Underlying this book is the treatment foisted upon and suffered by women, in particular those condemned to have lost use of their senses. Built too often on sand, all contributed to a woman’s lot in the world. Such miserable truths are abridged in the following themes.

Firstly, her requisite role in bringing new life to the world, that rendered her unstable and dangerous due to her gynaecological riddles. From her adult development, ‘a time of great stress’, to her regular periods as a young, fertile woman; then ‘heavy with child’ and her hormones supremely chaotic, never more so than soon after birth when her mind was left wayward by her recent expulsion; or post-menopausal when she was further unhinged; all were yet more crudely translated into mental conditions. Phrases like maternal disquiet, monthly mayhem, the hysterical or the troublesome womb, removed her from the domestic home and the hearth to the lying-in hospital or worse the asylum. Yet only because the apothecary, the cleric, medicine, science and law, not to mention her family, said the strain was too great for her embattled mind to withstand.
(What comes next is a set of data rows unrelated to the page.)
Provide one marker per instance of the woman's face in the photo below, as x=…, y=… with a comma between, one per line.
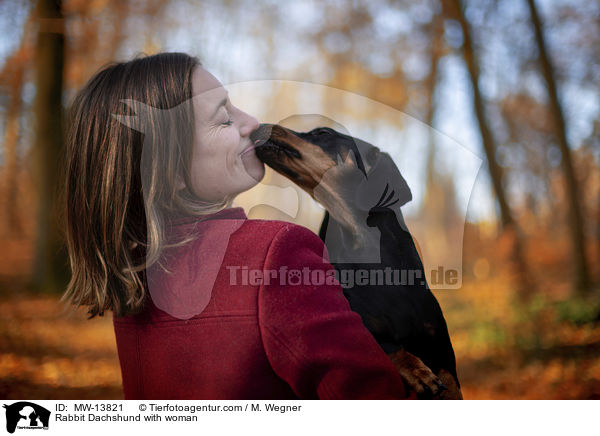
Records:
x=223, y=159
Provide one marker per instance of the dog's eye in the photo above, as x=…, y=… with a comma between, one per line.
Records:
x=321, y=132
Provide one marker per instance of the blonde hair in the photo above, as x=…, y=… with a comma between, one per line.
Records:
x=120, y=187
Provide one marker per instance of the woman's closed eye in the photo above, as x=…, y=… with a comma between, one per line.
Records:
x=229, y=119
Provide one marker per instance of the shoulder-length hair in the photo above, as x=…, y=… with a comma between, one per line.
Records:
x=121, y=183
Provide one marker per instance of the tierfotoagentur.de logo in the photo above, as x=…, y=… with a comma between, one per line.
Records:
x=26, y=415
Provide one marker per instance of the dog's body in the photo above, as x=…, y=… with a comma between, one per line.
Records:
x=347, y=176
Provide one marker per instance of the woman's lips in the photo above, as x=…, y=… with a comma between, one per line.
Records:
x=249, y=148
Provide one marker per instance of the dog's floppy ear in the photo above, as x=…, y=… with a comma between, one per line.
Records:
x=382, y=173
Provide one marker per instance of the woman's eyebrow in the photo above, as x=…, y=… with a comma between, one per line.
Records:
x=223, y=102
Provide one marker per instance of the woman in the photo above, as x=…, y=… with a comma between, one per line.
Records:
x=155, y=155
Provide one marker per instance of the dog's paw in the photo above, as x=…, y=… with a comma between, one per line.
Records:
x=417, y=375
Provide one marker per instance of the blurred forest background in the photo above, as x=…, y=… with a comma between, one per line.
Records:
x=516, y=81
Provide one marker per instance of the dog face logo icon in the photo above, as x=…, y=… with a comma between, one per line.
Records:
x=26, y=415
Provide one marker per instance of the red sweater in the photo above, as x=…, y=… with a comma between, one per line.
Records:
x=242, y=339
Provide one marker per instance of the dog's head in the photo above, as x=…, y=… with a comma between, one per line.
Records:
x=325, y=162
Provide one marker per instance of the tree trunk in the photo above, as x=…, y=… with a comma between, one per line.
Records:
x=575, y=214
x=526, y=284
x=50, y=263
x=16, y=63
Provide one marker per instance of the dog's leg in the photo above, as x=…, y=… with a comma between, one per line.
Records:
x=453, y=392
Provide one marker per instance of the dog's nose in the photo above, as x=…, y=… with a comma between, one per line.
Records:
x=262, y=134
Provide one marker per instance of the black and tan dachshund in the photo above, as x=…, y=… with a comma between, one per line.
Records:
x=362, y=191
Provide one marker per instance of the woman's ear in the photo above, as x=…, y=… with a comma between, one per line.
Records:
x=179, y=182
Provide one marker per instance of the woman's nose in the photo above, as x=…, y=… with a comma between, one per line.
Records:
x=249, y=124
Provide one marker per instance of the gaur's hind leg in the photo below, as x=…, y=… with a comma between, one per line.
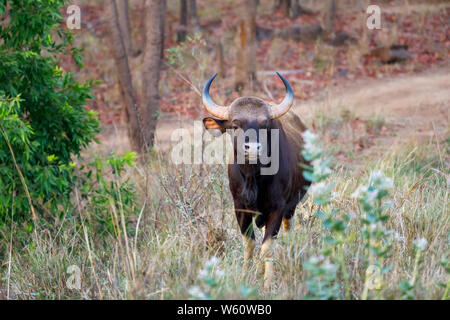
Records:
x=287, y=219
x=248, y=235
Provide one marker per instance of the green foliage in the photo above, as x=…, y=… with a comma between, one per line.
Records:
x=107, y=199
x=325, y=269
x=48, y=124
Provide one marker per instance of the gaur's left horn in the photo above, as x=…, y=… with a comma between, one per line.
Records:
x=286, y=104
x=214, y=109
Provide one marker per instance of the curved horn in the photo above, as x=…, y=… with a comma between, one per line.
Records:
x=286, y=104
x=214, y=109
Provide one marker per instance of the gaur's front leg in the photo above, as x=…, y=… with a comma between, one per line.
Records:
x=272, y=227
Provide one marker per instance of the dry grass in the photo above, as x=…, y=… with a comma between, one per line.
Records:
x=188, y=218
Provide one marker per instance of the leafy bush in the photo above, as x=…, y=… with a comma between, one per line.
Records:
x=43, y=112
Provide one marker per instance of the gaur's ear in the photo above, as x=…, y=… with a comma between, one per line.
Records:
x=214, y=125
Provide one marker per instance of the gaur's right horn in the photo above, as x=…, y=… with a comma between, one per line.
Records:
x=215, y=110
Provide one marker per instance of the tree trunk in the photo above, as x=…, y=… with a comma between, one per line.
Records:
x=124, y=23
x=193, y=16
x=152, y=61
x=245, y=72
x=135, y=129
x=182, y=28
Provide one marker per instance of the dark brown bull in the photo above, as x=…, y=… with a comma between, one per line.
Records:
x=272, y=197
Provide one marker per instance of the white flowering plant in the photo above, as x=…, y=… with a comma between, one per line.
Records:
x=211, y=284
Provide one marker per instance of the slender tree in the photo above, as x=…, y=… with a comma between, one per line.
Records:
x=193, y=15
x=124, y=23
x=245, y=72
x=182, y=28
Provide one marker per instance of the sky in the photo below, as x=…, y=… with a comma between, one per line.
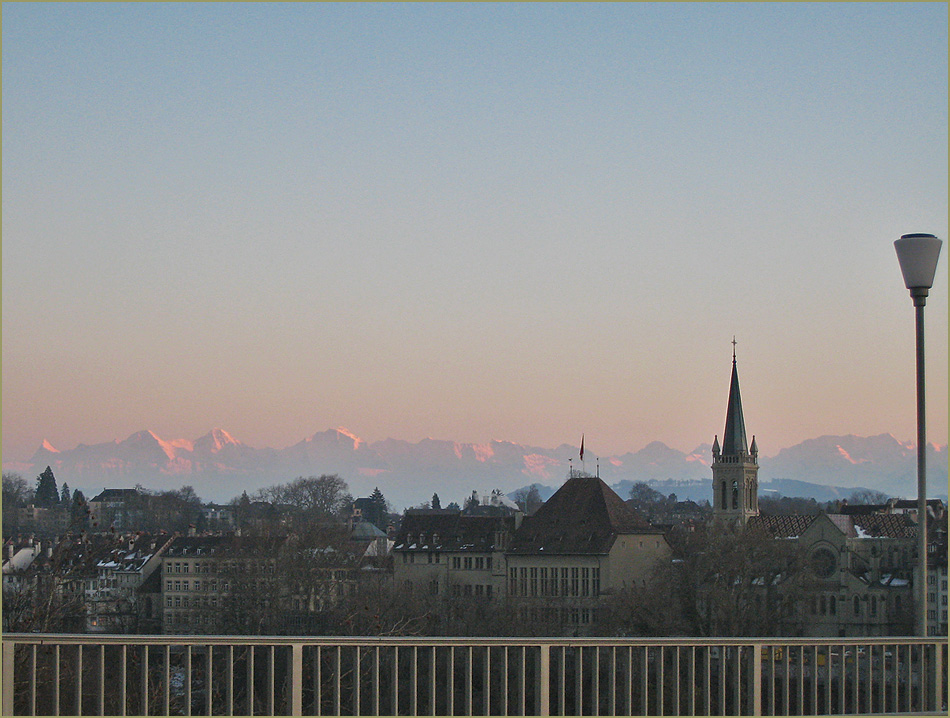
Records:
x=468, y=222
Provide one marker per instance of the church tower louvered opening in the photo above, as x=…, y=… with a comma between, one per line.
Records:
x=735, y=463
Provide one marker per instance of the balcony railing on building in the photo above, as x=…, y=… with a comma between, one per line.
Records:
x=228, y=675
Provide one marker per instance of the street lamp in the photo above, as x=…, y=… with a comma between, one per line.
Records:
x=918, y=254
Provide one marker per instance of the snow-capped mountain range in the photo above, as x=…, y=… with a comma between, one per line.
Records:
x=220, y=467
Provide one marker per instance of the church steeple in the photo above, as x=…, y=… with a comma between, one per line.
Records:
x=733, y=438
x=735, y=468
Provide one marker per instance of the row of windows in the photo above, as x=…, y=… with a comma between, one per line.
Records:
x=472, y=563
x=213, y=566
x=197, y=602
x=549, y=614
x=567, y=581
x=199, y=586
x=829, y=605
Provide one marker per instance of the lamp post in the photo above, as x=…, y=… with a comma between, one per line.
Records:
x=918, y=254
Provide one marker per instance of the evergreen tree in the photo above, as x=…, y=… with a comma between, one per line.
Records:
x=78, y=511
x=47, y=495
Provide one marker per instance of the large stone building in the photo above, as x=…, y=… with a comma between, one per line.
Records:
x=855, y=579
x=582, y=545
x=448, y=552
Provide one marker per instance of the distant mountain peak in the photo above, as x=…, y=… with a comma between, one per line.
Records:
x=216, y=440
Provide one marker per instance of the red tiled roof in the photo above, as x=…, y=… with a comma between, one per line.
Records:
x=782, y=525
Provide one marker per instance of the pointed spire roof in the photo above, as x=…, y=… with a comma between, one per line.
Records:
x=734, y=440
x=584, y=516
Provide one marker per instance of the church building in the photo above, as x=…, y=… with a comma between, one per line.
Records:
x=735, y=464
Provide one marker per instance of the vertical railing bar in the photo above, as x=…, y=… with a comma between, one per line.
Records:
x=469, y=673
x=144, y=679
x=562, y=683
x=722, y=679
x=102, y=680
x=612, y=701
x=122, y=679
x=895, y=659
x=77, y=703
x=595, y=682
x=356, y=680
x=486, y=680
x=451, y=679
x=414, y=670
x=677, y=708
x=317, y=682
x=295, y=689
x=167, y=673
x=251, y=655
x=544, y=680
x=737, y=695
x=644, y=679
x=209, y=681
x=707, y=660
x=229, y=687
x=9, y=666
x=579, y=682
x=937, y=677
x=56, y=680
x=9, y=674
x=908, y=701
x=337, y=686
x=786, y=681
x=524, y=680
x=691, y=681
x=842, y=679
x=756, y=693
x=433, y=681
x=395, y=690
x=771, y=661
x=188, y=680
x=270, y=681
x=375, y=692
x=882, y=692
x=856, y=684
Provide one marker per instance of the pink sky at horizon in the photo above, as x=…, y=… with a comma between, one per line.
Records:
x=513, y=222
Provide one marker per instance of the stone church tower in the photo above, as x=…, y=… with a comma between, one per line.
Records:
x=735, y=465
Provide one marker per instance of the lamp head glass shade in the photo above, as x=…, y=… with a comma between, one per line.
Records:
x=918, y=254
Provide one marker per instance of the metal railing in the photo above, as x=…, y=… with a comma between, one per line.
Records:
x=241, y=675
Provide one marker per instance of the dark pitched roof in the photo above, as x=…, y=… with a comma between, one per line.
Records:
x=852, y=526
x=733, y=438
x=781, y=525
x=885, y=526
x=116, y=495
x=450, y=531
x=583, y=516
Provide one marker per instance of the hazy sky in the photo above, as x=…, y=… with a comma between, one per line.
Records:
x=468, y=222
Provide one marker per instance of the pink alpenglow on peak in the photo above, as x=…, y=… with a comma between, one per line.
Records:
x=483, y=452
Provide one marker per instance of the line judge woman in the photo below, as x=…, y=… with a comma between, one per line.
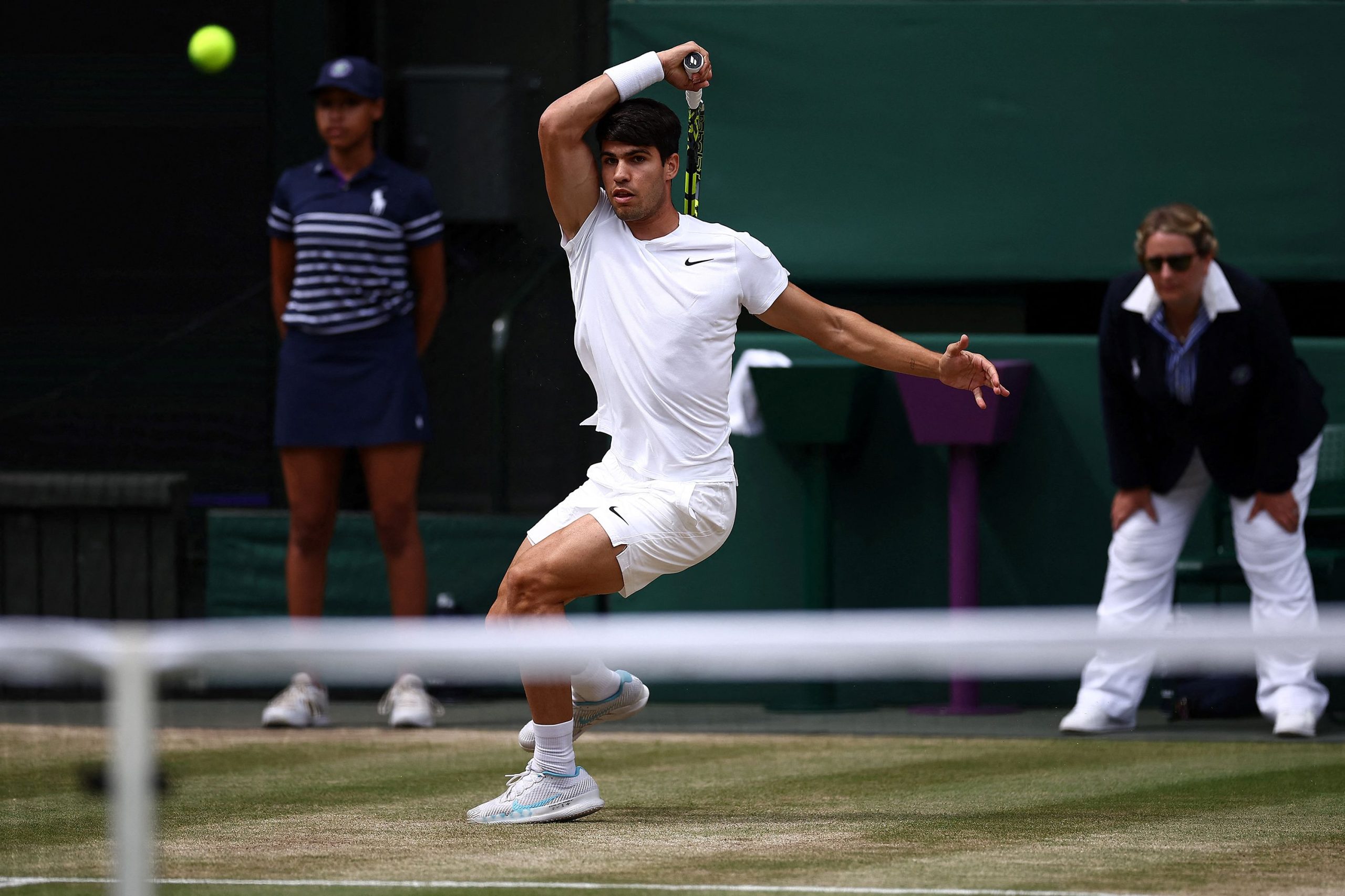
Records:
x=1200, y=384
x=357, y=286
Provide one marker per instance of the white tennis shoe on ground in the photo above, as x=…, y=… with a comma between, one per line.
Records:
x=1296, y=724
x=630, y=699
x=408, y=705
x=301, y=705
x=534, y=796
x=1093, y=720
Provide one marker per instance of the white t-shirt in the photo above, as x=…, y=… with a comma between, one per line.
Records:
x=654, y=326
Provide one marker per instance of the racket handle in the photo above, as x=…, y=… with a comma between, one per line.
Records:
x=692, y=64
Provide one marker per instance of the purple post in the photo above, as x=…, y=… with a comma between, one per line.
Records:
x=964, y=557
x=942, y=416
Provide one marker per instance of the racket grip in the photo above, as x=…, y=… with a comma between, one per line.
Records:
x=693, y=62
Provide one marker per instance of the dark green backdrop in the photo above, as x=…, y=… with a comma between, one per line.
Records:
x=954, y=142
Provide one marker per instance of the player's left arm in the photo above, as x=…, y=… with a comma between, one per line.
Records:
x=853, y=337
x=431, y=291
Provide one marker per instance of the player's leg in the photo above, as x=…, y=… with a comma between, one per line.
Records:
x=313, y=477
x=1137, y=597
x=1276, y=566
x=392, y=474
x=576, y=561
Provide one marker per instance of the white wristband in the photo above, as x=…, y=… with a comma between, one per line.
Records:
x=637, y=75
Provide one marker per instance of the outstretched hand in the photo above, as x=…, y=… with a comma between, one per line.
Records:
x=964, y=369
x=676, y=75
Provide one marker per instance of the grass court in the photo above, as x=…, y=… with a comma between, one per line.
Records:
x=1068, y=816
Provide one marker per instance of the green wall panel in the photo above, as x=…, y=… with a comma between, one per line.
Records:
x=954, y=142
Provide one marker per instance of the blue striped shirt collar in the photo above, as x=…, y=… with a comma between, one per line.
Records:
x=377, y=167
x=1216, y=296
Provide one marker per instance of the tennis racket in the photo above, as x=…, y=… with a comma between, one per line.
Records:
x=695, y=139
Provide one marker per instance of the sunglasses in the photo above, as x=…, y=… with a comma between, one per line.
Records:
x=1176, y=263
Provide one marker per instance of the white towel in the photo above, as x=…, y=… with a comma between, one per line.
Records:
x=744, y=412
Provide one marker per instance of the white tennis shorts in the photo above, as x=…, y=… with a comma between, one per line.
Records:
x=666, y=526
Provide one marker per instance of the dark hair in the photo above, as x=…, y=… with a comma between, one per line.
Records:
x=642, y=123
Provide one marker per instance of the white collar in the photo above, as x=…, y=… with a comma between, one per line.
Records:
x=1216, y=295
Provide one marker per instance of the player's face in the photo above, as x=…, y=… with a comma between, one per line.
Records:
x=635, y=181
x=1173, y=251
x=346, y=119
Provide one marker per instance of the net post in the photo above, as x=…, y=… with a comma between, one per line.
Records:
x=131, y=759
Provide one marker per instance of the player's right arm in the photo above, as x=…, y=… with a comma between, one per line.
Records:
x=572, y=183
x=282, y=277
x=572, y=179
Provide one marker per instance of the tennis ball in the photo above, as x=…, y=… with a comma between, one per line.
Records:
x=212, y=49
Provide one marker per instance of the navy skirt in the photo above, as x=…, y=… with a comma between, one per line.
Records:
x=351, y=389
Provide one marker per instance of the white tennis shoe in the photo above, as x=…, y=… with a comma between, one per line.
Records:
x=536, y=796
x=408, y=705
x=630, y=699
x=1094, y=720
x=301, y=705
x=1296, y=724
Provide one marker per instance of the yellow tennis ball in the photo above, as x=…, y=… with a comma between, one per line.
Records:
x=212, y=49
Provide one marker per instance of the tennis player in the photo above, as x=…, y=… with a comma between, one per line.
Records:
x=657, y=302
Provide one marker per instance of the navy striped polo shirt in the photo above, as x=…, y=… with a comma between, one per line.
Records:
x=351, y=240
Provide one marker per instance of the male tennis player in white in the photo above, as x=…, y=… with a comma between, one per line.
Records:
x=657, y=302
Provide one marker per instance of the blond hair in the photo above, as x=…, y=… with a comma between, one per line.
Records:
x=1183, y=220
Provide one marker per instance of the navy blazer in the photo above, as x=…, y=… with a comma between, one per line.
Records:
x=1254, y=411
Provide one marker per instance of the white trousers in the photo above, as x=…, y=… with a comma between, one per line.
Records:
x=1142, y=572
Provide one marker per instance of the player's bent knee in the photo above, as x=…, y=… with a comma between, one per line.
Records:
x=527, y=590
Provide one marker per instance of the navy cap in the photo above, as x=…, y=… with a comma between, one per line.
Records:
x=357, y=75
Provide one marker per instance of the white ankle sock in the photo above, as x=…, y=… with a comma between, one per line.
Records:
x=555, y=747
x=595, y=682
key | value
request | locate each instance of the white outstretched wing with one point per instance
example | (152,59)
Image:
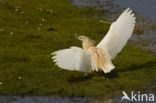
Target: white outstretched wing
(119,33)
(74,58)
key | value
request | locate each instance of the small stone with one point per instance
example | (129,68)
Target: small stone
(1,29)
(27,22)
(84,18)
(101,21)
(41,24)
(43,20)
(11,33)
(22,12)
(16,10)
(50,29)
(19,77)
(39,28)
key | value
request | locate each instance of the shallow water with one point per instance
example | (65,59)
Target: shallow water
(143,9)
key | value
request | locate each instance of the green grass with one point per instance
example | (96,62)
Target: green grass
(26,53)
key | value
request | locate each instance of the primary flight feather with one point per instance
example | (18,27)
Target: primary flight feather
(90,58)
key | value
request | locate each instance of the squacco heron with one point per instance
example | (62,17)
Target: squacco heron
(93,58)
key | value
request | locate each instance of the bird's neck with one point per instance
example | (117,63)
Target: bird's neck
(86,45)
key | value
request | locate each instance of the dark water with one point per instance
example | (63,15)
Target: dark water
(144,8)
(43,99)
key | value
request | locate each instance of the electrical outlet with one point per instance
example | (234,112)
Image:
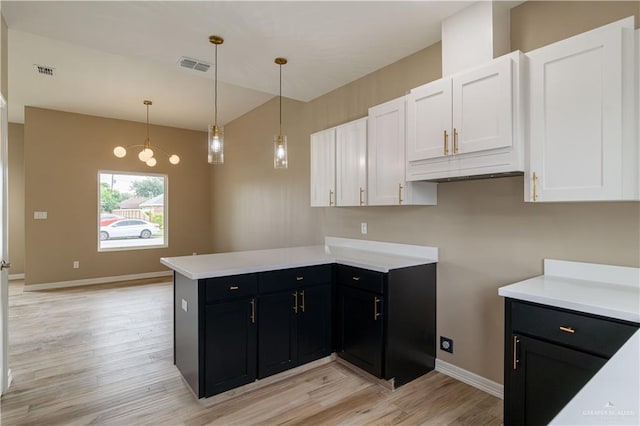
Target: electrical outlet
(363,228)
(446,344)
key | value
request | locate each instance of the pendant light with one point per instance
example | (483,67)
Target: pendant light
(280,140)
(147,152)
(216,133)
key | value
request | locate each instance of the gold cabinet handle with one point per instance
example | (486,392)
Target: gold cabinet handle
(446,143)
(376,314)
(455,141)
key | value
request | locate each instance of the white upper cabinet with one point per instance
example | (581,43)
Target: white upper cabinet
(467,124)
(386,159)
(582,118)
(323,168)
(429,120)
(482,108)
(351,163)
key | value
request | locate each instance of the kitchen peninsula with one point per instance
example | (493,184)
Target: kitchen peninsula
(244,316)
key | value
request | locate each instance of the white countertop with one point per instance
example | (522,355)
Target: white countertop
(612,396)
(373,255)
(617,297)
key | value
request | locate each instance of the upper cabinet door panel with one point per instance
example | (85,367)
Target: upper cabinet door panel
(482,108)
(386,153)
(577,105)
(429,121)
(323,173)
(351,163)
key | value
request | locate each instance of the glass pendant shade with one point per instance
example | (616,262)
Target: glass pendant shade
(216,144)
(119,151)
(280,152)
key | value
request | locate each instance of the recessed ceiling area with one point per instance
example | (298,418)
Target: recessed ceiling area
(109,56)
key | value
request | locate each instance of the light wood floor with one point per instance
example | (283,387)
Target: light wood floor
(103,355)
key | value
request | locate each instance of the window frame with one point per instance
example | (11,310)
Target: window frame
(165,211)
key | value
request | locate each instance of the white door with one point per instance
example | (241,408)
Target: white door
(429,121)
(323,169)
(482,108)
(576,112)
(385,153)
(351,163)
(4,255)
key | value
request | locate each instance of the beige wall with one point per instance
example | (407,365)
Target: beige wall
(253,205)
(63,153)
(16,198)
(4,53)
(487,235)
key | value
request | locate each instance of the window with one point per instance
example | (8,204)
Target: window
(132,211)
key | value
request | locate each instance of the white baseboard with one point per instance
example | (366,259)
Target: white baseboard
(92,281)
(484,384)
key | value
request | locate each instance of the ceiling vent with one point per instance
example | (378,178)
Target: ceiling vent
(44,70)
(194,64)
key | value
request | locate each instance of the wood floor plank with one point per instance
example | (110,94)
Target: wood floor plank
(102,355)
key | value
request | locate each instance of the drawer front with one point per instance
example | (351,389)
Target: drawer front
(595,335)
(287,279)
(221,288)
(361,278)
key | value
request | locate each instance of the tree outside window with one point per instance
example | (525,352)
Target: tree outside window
(132,211)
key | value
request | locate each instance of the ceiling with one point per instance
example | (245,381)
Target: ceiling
(109,56)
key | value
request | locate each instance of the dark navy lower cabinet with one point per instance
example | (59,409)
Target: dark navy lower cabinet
(230,342)
(230,331)
(550,354)
(386,322)
(295,320)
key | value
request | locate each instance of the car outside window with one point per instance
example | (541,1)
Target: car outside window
(132,211)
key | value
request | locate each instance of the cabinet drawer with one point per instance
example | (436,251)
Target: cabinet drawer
(230,287)
(361,278)
(596,335)
(285,279)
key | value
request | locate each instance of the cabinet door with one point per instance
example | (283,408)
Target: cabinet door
(229,345)
(351,163)
(429,121)
(545,378)
(277,343)
(385,156)
(323,173)
(360,328)
(576,97)
(482,108)
(314,323)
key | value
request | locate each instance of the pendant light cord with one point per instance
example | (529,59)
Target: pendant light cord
(215,95)
(280,99)
(147,142)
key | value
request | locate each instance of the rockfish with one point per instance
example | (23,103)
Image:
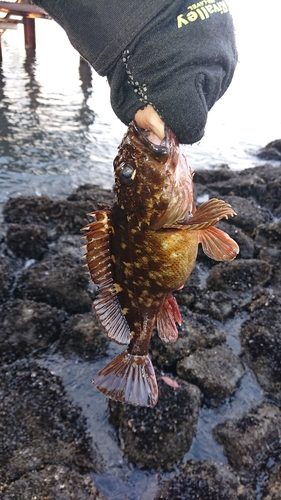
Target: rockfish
(141,250)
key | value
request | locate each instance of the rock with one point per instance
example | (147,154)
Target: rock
(155,438)
(249,213)
(67,216)
(239,279)
(29,242)
(272,151)
(272,485)
(26,326)
(268,234)
(39,426)
(249,442)
(205,480)
(82,335)
(5,279)
(261,343)
(217,371)
(59,281)
(197,330)
(273,257)
(219,305)
(57,482)
(192,288)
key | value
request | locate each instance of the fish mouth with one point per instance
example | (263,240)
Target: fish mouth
(154,143)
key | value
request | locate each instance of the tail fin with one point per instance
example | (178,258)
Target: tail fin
(128,379)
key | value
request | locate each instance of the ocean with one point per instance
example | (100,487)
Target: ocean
(58,131)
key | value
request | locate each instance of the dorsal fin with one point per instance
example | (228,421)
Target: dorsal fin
(107,306)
Second to come, and indirectly related, rose the spectre of domestic confinement. As the ‘Crimean Angel’, Florence Nightingale had much earlier wailed, ‘the confinement of women in the family [compared] to the circumstances of the lunatic in the asylum.’¹⁹

The all-too-lately acknowledged source of mental decay, the same home and the hearth, became a breeding ground for despair, of rebellious outbursts and misdiagnosed eruptions like the hysteric attack. And spawning new ailments, like uterine madness, or redefining the past such as neurasthenic despair.

Underpinning it all came the panic-struck male, frightened of masculine failure as much by the loss of her love, the very thing they most treasured: the source of their comfort, society and having a woman at home. The result was distasteful: an Englishman’s home may well be his castle, but it too often served as the woman’s impregnable cell.

For eons perhaps, yet never more obvious than during the long nineteenth century, the misogynist will had given women their rules. In all living matters – mind, body and soul – a woman could not think, say or do without seeking permission or being unfairly judged. From mental to physical and melding the two, control ruled then as it had threatened to do. The witch-hunting horrors might have belonged in the past, but her voice and her mind were still under restraint.

As Ben Griffin, author of The Politics of Gender, so eloquently though perhaps a little myopically bludgeoned: ‘[There were so] many ways in which women in the nineteenth century [and elsewhere] were oppressed by [the family and] laws that systematically and deliberately served the interests of men’ (2012: 4). Expectation and law, with often unspeakable punishments, were simply designed kept the little woman at bay. And from this preposterous position, a woman’s lot was defined. From the bedroom to the kitchen, the parlour to the hearth, Patmore’s housebound angel was here to stay.